Open oskooi opened 1 year ago
Here is an improved test which compares the adjoint gradients from the multi- vs. single-frequency simulations for five equally spaced frequencies spanning the full range of the source bandwidth. The gradient comparison uses the assertClose
method which is based on the $L_\infty$ norm.
In order for this test to pass (using Meep compiled with double-precision floating point and a grid resolution of 50), the relative tolerance parameter of assertClose
(tol_grad
in the script) must be at least 1.1. A relative tolerance greater than one is an indication of unacceptably large errors in the broadband adjoint gradients.
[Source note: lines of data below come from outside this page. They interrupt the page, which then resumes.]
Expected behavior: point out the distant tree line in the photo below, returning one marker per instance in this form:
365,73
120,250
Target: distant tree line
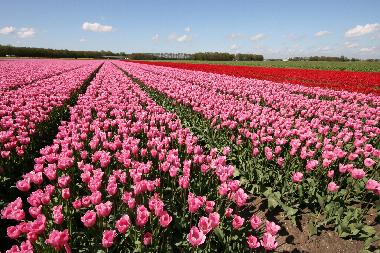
52,53
216,56
206,56
323,58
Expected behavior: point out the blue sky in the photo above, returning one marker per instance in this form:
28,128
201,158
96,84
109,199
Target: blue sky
275,28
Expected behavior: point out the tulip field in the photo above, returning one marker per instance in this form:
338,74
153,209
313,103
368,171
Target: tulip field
122,156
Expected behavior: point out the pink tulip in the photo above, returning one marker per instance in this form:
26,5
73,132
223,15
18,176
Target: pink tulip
332,187
269,241
237,222
123,224
165,219
108,238
147,238
255,222
297,177
196,237
252,241
89,219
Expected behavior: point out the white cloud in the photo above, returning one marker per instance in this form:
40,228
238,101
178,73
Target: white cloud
351,45
180,38
257,37
172,36
296,37
7,30
156,37
361,30
323,49
234,47
367,49
321,33
184,38
96,27
26,32
235,36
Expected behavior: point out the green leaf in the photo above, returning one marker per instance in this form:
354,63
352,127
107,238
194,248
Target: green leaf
236,172
272,202
219,233
369,230
313,229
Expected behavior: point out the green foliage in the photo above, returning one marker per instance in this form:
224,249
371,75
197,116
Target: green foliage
261,176
367,66
52,53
def test_broadband_gradient(self):
print("*** TESTING BROADBAND GRADIENT ***")
nfrq = 5
multifreq = np.linspace(
self.fcen - 0.5*self.df,
self.fcen + 0.5*self.df,
nfrq,
)
multifreq_val, multifreq_grad = self.adjoint_solver_two_objfunc(
self.p,
multifreq,
)
tol_objfunc = 0.01 # relative tolerance for objective function comparison
tol_grad = 1.1 # relative tolerance for adjoint gradient comparison
for n in range(nfrq):
frq = multifreq[n]
singlefreq_val, singlefreq_grad = self.adjoint_solver_two_objfunc(
self.p,
[frq],
)
for m in [0, 1]:
s = n if m == 0 else n+nfrq
self.assertClose(singlefreq_val[m], multifreq_val[s], tol_objfunc)
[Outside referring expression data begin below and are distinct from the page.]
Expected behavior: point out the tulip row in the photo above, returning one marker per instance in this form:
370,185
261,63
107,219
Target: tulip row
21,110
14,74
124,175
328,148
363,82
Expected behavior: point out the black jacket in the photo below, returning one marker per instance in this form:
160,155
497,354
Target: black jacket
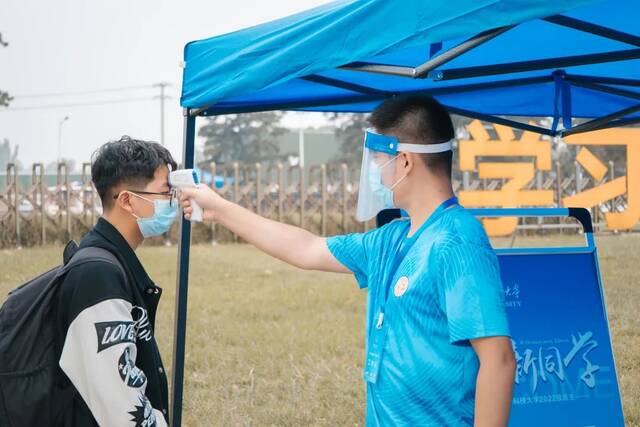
108,352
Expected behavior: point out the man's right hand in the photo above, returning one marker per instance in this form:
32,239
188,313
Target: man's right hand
205,197
288,243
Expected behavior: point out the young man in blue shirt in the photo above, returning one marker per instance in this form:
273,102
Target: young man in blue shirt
438,346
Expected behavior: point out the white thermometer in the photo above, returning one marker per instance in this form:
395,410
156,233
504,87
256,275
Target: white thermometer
187,178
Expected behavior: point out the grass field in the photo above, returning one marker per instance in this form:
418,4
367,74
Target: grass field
272,345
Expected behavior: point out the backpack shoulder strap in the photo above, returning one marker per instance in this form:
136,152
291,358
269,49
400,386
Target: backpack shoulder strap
93,253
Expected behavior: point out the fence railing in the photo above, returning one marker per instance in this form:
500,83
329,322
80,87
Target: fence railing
320,198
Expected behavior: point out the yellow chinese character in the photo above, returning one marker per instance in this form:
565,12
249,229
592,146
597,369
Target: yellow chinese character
629,184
self.assertClose(singlefreq_grad[:, m], multifreq_grad[:, s], tol_grad)
print(f"PASSED: frequency={frq}, m={m}.")
Importantly, if the frequency range is reduced to 40% of the source bandwidth, the test passes with a smaller relative tolerance of tol_grad = 0.01
. This is an indication that adjoint gradients computed at frequencies near the edge of the source bandwidth are the least accurate.
multifreq = np.linspace(
self.fcen - 0.2*self.df,
self.fcen + 0.2*self.df,
nfrq,
)
To summarize, the main finding here is that in the current setup of the adjoint solver, accurate adjoint gradients over a broad bandwidth can only be obtained if the monitor bandwidth is significantly smaller than the source bandwidth.
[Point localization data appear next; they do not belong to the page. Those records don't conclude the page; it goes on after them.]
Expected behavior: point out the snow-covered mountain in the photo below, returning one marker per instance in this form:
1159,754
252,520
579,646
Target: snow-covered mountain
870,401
Here is a test for the bandwidth of the eigenmode source for a single-frequency calculation of the EigenmodeCoefficient
objective function. The test verifies that the adjoint gradient computed at the center frequency of a pulsed source is the same regardless of the source bandwidth. Unfortunately, the adjoint gradient does seem to depend on the source bandwidth because a non-negligible relative tolerance (tol_grad = 0.05
) is necessary to ensure the assertClose
comparison passes for all the different source bandwidths tested.
These results indicate that the accuracy of the adjoint gradient depends on the source bandwidth.
def test_mode_source_bandwidth(self):
print("*** TESTING MODE SOURCE BANDWIDTH ***")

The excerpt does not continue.